Orné d’un plumage si avenant, qu’en est-il du ramage? Disons les choses clairement: sans être indigne, la prestation musicale proposée par le disque ne se hisse pas au même niveau et ne justifie pas le même intérêt. Le programme alterne pages symphoniques et airs pour baryton extraits du Ring et du Vaisseau fantôme : rien que de très connu, et d’archi rebattu. C’est bien là le problème: dans ces pages qui constituent autant de tubes wagnériens, la concurrence n’est pas seulement pléthorique: elle est écrasante. Se risquer sur ces sentiers archi-fréquentés, qui sont à la discographie wagnérienne ce que le GR 20 est à la Corse au mois d’août, c’est courir le risque d’affronter la comparaison avec les grands anciens, ou plus simplement les meilleurs du moment. Sans démériter nullement, ni le chanteur ni l’orchestre ne font le poids. Egils Silins, entendu cette saison à Paris en Wotan de La Walkyrie et en Wanderer, a une voix de baryton qui frappe par sa puissance et par un timbre assez séduisant. On regrette qu’elle soit affectée par un vibrato qui, à la longue, devient gênant, et d’un aigu tendu (le sol aigu sur « fürchtet » à la fin des Adieux est particulièrement douloureux…). Ces symptômes hélas caractéristiques sont le signe, à 50 ans passés, d’un début d’usure de l’instrument. Une fois de plus, on mesure combien ce qui, en scène, dans l’acoustique d’une grande salle comme Bastille pouvait être masqué, est impitoyablement révélé par le disque. Au-delà, on cherche en vain une incarnation dans ces extraits. Le chanteur peut chanter ces pages, mais pour quoi dire ? Comme l’a malicieusement fait observer un éminent critique musical, si tout ce qui était possible était souhaitable, le code pénal n’aurait aucune raison d’être.

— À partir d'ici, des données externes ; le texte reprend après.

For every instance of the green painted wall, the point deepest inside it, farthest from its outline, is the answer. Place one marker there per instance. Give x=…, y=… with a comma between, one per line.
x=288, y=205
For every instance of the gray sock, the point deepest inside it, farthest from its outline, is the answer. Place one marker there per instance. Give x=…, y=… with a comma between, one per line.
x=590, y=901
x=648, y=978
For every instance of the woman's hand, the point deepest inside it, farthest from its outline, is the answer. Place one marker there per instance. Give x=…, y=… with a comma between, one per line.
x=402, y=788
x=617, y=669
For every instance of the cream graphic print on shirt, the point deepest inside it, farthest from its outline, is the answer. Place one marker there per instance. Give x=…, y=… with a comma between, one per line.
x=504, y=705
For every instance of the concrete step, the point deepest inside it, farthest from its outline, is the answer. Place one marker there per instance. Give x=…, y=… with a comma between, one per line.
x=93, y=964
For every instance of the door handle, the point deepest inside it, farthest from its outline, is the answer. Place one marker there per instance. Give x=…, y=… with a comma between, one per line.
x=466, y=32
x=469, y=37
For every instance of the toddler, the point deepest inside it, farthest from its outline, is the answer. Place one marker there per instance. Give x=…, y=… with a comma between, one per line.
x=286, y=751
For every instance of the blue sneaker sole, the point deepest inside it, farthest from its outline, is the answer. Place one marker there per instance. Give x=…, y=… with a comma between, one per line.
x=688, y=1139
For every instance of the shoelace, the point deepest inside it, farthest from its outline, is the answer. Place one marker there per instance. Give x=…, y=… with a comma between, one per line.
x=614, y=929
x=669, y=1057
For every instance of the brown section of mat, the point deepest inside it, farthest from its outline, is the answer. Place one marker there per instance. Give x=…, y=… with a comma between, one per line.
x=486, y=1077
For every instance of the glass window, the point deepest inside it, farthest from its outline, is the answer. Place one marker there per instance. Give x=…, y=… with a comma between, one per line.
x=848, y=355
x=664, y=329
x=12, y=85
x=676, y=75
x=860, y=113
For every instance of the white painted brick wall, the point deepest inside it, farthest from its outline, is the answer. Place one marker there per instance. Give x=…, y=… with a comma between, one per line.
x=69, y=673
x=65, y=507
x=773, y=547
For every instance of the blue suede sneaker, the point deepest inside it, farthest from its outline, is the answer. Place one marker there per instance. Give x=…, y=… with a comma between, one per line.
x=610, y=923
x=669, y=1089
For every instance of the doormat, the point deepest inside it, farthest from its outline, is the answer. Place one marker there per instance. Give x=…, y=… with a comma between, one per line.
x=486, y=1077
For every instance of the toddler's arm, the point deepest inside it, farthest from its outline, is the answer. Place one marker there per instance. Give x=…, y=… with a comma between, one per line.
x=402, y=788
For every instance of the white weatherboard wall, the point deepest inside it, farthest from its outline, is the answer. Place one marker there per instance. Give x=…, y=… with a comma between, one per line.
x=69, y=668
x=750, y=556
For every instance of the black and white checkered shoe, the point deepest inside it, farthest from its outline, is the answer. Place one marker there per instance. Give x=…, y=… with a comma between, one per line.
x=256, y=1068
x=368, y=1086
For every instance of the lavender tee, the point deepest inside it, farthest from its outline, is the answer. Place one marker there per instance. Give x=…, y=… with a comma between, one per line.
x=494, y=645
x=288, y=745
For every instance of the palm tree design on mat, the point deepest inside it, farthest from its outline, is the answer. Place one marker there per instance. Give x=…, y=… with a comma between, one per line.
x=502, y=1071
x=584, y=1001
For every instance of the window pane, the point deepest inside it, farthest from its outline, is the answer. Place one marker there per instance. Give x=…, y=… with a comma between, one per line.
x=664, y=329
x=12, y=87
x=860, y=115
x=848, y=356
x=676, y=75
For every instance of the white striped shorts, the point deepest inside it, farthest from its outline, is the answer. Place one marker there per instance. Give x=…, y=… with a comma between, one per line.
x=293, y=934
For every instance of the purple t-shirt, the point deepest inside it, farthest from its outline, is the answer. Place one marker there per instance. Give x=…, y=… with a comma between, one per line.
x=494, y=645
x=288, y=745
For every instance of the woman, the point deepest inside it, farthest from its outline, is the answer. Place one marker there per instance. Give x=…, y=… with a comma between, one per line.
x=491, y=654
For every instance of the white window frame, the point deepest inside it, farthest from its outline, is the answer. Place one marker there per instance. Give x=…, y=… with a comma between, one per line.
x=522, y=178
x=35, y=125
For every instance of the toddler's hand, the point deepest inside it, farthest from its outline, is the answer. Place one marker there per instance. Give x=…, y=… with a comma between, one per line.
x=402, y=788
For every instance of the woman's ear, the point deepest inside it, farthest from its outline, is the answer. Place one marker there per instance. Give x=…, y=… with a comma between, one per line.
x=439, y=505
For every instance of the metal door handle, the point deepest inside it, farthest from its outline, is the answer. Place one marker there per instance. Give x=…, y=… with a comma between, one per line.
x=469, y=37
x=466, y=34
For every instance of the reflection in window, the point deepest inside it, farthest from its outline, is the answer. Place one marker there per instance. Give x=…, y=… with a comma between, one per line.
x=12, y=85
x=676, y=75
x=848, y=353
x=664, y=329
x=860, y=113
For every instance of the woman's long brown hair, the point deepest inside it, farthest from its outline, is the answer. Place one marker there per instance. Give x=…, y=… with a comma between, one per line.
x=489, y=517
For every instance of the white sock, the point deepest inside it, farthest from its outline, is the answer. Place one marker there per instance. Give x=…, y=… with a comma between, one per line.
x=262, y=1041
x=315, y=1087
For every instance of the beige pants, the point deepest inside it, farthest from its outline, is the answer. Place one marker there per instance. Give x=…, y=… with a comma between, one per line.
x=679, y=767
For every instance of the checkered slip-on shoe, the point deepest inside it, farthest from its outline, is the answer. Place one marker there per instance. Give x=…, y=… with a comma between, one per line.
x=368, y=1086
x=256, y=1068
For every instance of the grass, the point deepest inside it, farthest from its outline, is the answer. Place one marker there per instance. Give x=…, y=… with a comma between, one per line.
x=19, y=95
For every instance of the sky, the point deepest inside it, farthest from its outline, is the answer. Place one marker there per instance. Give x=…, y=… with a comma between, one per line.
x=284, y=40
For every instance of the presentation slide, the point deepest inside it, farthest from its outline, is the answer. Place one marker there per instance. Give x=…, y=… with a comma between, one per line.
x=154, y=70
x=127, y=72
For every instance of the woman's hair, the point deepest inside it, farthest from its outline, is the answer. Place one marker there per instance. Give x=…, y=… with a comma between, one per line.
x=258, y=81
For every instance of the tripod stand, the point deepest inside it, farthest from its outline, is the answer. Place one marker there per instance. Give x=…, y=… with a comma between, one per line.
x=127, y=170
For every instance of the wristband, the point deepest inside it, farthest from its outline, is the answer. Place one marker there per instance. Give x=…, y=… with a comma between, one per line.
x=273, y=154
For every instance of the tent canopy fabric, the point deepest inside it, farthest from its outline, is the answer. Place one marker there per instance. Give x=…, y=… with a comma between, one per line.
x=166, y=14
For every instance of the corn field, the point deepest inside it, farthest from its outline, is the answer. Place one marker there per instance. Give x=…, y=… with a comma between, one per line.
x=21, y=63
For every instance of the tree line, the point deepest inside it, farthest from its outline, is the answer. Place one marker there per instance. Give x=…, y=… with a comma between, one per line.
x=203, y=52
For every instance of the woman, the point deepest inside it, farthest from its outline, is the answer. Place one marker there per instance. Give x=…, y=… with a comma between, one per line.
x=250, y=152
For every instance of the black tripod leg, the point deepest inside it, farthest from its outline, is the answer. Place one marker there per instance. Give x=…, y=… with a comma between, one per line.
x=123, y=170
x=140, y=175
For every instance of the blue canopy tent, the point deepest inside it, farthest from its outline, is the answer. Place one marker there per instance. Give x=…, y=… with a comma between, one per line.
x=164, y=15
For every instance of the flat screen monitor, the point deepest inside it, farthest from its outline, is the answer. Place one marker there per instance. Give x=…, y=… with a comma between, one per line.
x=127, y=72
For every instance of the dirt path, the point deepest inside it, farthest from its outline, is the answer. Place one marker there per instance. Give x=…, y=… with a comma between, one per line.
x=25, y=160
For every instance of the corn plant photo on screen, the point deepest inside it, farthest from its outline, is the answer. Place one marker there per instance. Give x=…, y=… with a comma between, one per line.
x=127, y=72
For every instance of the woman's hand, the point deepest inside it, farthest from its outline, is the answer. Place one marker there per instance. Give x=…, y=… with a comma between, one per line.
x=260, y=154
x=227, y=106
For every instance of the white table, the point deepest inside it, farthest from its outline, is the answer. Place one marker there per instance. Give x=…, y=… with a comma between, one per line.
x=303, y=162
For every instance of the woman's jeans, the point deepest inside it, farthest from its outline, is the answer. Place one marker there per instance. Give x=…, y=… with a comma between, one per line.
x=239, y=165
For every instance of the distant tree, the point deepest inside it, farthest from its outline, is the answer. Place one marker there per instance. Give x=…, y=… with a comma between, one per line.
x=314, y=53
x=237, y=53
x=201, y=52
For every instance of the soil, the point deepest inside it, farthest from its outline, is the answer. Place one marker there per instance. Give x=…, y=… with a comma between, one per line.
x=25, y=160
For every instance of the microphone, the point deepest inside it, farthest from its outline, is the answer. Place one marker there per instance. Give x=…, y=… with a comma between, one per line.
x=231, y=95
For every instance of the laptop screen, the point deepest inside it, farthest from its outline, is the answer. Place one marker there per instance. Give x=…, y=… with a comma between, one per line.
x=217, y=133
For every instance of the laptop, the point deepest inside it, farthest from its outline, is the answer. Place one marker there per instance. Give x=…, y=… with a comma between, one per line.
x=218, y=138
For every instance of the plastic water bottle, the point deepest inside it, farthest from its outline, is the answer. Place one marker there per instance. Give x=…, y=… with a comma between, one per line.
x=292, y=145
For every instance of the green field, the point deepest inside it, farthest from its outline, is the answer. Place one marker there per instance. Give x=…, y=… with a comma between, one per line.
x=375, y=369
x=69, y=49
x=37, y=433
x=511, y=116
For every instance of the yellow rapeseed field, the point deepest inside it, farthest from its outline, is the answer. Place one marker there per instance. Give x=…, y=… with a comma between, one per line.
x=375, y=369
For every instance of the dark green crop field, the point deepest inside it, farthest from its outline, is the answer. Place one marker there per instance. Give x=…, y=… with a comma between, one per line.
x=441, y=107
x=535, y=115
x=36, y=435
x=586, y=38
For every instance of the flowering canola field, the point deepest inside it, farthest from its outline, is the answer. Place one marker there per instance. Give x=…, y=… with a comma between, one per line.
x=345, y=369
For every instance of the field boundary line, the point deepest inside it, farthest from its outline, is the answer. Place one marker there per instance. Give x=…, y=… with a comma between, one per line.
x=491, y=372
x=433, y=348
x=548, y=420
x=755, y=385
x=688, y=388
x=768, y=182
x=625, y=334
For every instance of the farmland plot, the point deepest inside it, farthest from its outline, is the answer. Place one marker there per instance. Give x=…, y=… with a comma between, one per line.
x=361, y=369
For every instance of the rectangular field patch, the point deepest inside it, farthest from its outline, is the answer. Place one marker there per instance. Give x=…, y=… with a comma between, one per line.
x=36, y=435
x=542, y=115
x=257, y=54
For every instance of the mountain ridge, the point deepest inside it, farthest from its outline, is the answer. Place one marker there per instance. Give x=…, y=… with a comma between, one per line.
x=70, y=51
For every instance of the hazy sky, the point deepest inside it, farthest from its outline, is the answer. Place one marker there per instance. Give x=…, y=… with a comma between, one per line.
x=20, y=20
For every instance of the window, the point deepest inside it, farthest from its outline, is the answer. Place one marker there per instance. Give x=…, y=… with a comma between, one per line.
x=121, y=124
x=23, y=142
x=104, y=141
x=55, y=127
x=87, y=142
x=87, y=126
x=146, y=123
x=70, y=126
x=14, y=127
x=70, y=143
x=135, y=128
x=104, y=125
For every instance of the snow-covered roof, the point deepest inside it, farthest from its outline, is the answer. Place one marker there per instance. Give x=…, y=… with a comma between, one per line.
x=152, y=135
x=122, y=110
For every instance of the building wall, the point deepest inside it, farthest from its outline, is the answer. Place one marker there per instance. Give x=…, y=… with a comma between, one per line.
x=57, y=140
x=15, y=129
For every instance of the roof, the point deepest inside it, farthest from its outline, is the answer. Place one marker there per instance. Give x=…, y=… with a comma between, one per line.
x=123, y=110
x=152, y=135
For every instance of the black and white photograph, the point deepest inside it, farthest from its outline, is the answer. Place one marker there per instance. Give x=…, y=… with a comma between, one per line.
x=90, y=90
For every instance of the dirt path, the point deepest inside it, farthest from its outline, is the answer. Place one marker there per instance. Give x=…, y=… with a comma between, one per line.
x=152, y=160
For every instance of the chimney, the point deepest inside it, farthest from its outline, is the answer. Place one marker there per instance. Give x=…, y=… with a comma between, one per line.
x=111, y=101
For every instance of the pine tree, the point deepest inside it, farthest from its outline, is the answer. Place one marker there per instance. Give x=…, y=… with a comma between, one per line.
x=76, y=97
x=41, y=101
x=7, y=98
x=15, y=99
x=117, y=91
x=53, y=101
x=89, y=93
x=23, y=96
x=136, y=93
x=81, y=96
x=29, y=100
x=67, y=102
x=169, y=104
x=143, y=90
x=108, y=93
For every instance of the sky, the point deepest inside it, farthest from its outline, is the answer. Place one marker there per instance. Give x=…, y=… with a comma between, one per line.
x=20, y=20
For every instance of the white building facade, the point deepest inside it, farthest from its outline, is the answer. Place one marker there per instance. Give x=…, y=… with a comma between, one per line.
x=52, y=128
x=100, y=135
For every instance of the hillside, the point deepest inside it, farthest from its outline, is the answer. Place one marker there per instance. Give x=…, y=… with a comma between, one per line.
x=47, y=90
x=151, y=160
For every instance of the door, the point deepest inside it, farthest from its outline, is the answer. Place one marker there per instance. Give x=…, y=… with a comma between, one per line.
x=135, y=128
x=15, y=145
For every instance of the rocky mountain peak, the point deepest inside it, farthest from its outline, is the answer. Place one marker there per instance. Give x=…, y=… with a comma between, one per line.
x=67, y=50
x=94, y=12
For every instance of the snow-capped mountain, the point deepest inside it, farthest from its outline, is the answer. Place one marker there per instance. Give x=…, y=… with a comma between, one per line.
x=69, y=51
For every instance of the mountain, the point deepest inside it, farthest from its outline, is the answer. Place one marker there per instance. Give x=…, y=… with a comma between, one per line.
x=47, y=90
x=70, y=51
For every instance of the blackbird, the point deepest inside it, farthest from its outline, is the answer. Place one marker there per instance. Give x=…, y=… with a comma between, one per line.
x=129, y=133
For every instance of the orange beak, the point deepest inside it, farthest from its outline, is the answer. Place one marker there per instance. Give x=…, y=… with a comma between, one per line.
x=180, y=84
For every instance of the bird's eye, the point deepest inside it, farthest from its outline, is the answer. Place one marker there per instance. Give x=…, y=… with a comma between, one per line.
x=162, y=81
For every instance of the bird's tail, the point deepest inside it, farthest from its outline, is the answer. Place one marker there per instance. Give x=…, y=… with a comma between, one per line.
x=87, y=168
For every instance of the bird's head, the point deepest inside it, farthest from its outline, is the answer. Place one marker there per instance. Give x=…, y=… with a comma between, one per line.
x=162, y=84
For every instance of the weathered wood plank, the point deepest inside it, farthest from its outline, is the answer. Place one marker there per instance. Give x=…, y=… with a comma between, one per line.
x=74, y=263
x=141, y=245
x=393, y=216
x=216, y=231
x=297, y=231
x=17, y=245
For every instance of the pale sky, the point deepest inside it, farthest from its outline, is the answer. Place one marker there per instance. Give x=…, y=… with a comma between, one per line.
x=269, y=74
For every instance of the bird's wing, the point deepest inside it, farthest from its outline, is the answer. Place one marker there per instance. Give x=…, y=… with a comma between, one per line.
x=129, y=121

L’Orchestre de la Tonhalle de Zurich s’écoute sans déplaisir, et ses couleurs chatoyantes et mordorées sont servies par une prise de son idéalement réverbérée. Hélas, la direction de David Zinman s’avère bien décevante. La mesures finales de L’Or du Rhin sont pesantes et lourdes, la chevauchée des Walkyries manque cruellement de souffle et tombe à plat, quant au voyage de Siegfried sur le Rhin, il n’est que bruyant. Dormez en paix, Wilhelm Furtwängler, Arturo Toscanini, Otto Klemperer, Herbert von Karajan, Hans Knappertsbusch, Josef Keilberth (et bien d’autres), vous qui avez su conférer à ces pages un souffle épique à la hauteur du drame qu’elles illustrent: vous ne risquez pas d’être inquiétés au Walhalla des chefs wagnériens. Une dernière remarque enfin, pour regretter que le programme du disque ne soit pas parfaitement cohérent avec son objet. Si les extraits du Ring – et notamment ceux de La Walkyrie – y ont toute leur place, c’est nettement moins vrai de ceux du Vaisseau Fantôme, dont la composition et la création n’ont rien à voir avec la Suisse. Pour être parfaitement cohérent, on aurait dû, à leur place, trouver des extraits de Tristan et Isolde, et/ou les Wesendonck Lieder. Ce regrettable décalage entre le contenu et le contenant vient ternir le jugement porté sur ce très beau produit dont on aura compris qu’il gagne à être feuilleté plus qu’écouté.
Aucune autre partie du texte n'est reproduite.